Yargıtay 3. Hukuk Dairesi 2020/3030 Esas 2020/5468 Karar Sayılı İlamı

3. Hukuk Dairesi         2020/3030 E.  ,  2020/5468 K.

    "İçtihat Metni"

    Davacı/birleşen davada davalı Sıgla"s Tarim Ürünleri Tekstil İnşaat Turizm Gıda San. ve Tic. Ltd. Şti. ile davalı/birleşen davada davacı ... aralarındaki alacak davasına dair ... 1. Asliye Hukuk (Ticaret) Mahkemesinden verilen 20/12/2018 tarihli ve 2016/395 E. - 2018/466 K. sayılı hükmün bozulması hakkında dairece verilen 04/02/2020 tarihli ve 2019/3967 E. - 2020/726 K. sayılı ilama karşı taraf vekillerince kararın düzeltilmesi istenilmiştir.

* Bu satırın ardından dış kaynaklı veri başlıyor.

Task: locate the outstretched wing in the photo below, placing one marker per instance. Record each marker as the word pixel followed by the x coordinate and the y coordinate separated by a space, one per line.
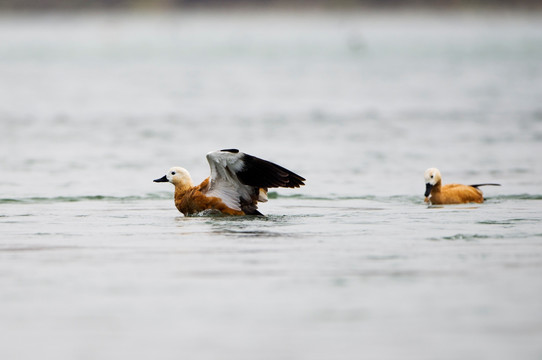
pixel 237 178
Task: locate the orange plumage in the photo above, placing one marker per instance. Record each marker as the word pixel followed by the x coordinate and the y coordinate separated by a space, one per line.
pixel 237 183
pixel 192 200
pixel 439 194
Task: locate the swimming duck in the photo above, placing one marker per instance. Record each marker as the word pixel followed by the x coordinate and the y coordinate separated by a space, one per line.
pixel 237 183
pixel 438 194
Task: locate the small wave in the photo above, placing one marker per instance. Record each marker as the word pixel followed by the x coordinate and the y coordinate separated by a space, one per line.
pixel 62 199
pixel 393 198
pixel 517 197
pixel 467 237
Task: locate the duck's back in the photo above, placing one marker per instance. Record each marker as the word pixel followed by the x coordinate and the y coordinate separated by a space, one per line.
pixel 457 194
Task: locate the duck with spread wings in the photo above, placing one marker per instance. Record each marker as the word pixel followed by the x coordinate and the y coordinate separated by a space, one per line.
pixel 237 183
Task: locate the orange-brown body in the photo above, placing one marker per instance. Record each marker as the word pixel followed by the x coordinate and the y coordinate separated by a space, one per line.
pixel 192 200
pixel 454 194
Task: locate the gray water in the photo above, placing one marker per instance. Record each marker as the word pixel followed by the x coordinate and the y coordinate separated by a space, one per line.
pixel 96 262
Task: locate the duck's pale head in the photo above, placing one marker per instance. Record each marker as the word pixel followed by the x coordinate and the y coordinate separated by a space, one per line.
pixel 178 176
pixel 432 177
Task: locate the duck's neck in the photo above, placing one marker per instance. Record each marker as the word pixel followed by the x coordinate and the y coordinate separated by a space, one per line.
pixel 180 189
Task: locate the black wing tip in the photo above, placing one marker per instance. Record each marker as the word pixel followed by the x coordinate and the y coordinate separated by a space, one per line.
pixel 486 184
pixel 263 173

    Düzeltme isteğinin süresi içinde olduğu anlaşıldıktan sonra dosyadaki bütün kağıtlar okunup gereği düşünüldü:
    Y A R G I T A Y K A R A R I
    Davacı (birleşen davada davalı); ortaklık teklifinde bulunan davalı ile marul ihracatı yapılması hususunda 15/06/2011 tarihli sözleşmenin imzalandığını, sonrasında anlaşmalı tedarikçisi olduğu ...şirketine ihracat için gerekli işlemlere başlandığını, ancak davalının yükümlülüklerini yerine getirmemesi nedeniyle ihracatın küçük bir kısmını tamamlayabildiğini, bu nedenle maddi açıdan zor durumda kaldığını ileri sürerek; fazlaya ilişkin hakları saklı kalmak üzere, sözleşmenin 19. maddesinde hüküm altına alınan 500.000 USD cezai şart alacağından şimdilik 6.000 USD"lik kısmının karşılığı olan 8.964,40 TL"nin dava tarihinden itibaren işleyecek ticari faiziyle birlikte davalıdan tahsilini talep etmiştir.

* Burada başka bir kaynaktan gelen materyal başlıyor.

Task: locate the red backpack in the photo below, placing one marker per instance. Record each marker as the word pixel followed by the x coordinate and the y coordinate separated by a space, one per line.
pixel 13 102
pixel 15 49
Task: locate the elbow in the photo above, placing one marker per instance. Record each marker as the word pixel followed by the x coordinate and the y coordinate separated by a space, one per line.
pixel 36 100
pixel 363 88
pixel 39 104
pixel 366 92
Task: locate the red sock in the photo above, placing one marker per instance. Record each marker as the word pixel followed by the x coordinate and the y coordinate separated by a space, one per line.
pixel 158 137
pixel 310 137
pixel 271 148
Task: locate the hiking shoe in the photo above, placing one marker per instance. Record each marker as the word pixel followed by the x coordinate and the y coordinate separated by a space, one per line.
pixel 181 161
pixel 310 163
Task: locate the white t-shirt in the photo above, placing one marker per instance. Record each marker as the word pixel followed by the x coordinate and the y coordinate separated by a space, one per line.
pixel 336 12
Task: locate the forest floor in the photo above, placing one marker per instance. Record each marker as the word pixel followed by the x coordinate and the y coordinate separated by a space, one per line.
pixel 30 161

    Davalı (birleşen davada davacı); sözleşme hükümleri doğrultusunda işin gerçekleşmesi için gerekli maddi desteği davacı şirkete sağladığını, elden ve banka kanalı ile 431.660 TL ödeme yaptığını, ihracatın yapılamamasının sorumlusunun kendisi olmadığını, tüm sorumluluk ve kusurun davacı şirkete ait olduğunu, sözleşmenin bir bütün olması nedeniyle diğer hükümlerinin de gözetilmesi gerektiğini savunarak, davanın reddini istemiştir.

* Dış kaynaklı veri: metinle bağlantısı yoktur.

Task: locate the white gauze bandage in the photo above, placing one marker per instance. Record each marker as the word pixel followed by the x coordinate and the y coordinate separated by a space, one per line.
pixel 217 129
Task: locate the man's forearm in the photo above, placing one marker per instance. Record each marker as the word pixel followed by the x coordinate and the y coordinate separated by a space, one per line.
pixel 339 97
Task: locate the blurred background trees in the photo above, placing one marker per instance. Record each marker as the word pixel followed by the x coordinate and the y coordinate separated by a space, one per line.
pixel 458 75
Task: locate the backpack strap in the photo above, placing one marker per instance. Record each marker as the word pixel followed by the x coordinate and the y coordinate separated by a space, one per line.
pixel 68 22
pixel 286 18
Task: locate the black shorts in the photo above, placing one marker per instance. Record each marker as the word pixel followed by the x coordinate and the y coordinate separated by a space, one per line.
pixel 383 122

    Mahkemece; davaya konu sözleşmenin 15. maddesinde belirtilen ev ve arabanın davalı tarafından devrinin yapılmadığı, davalının delil olarak dayandığı dekontlarda ödemelerin neye istinaden yapıldığına ilişkin bir ibare bulunmadığı, bu haliyle sözleşmedeki edimlerini tam olarak yerine getirmeyen davalının cezai şart olarak belirlenen meblağdan sorumlu olduğu gerekçesiyle, davanın kabulü ile 8.964 TL"nin dava tarihinden itibaren işleyecek ticaret faizi ile birlikte davalıdan alınarak davacıya verilmesine dair verilen karar, davalı tarafın temyizi üzerine Dairemizin 01/11/2016 tarihli ve 2015/17444 E.-2016/12349 K. sayılı ilamıyla; “...mahkemece; davalı tarafın sözleşmeden kaynaklanan yükümlülüğünün maddede belirtilen para ve eşyayı ödünç olarak vermekle sınırlı olduğu, bu bağlamda sözleşme nedeniyle davalının sözleşmeden kaynaklanan yükümlülüğün parasal değerinin gerekirse uzman bilirkişiden rapor aldırılması suretiyle belirlenmesi ve sonrasında davalı tarafından yapılan ödemeler değerlendirilerek yükümlülüğün ifa edilip edilmediğinin tespit edilmesi, bu yöntemle ulaşılacak sonuca göre uyuşmazlığın esası hakkında hüküm tesis edilmesi gerekirken, eksik inceleme ve yanılgılı değerlendirme ile yazılı şekilde karar verilmiş olması doğru görülmemiştir.” gerekçesiyle karar bozulmuştur.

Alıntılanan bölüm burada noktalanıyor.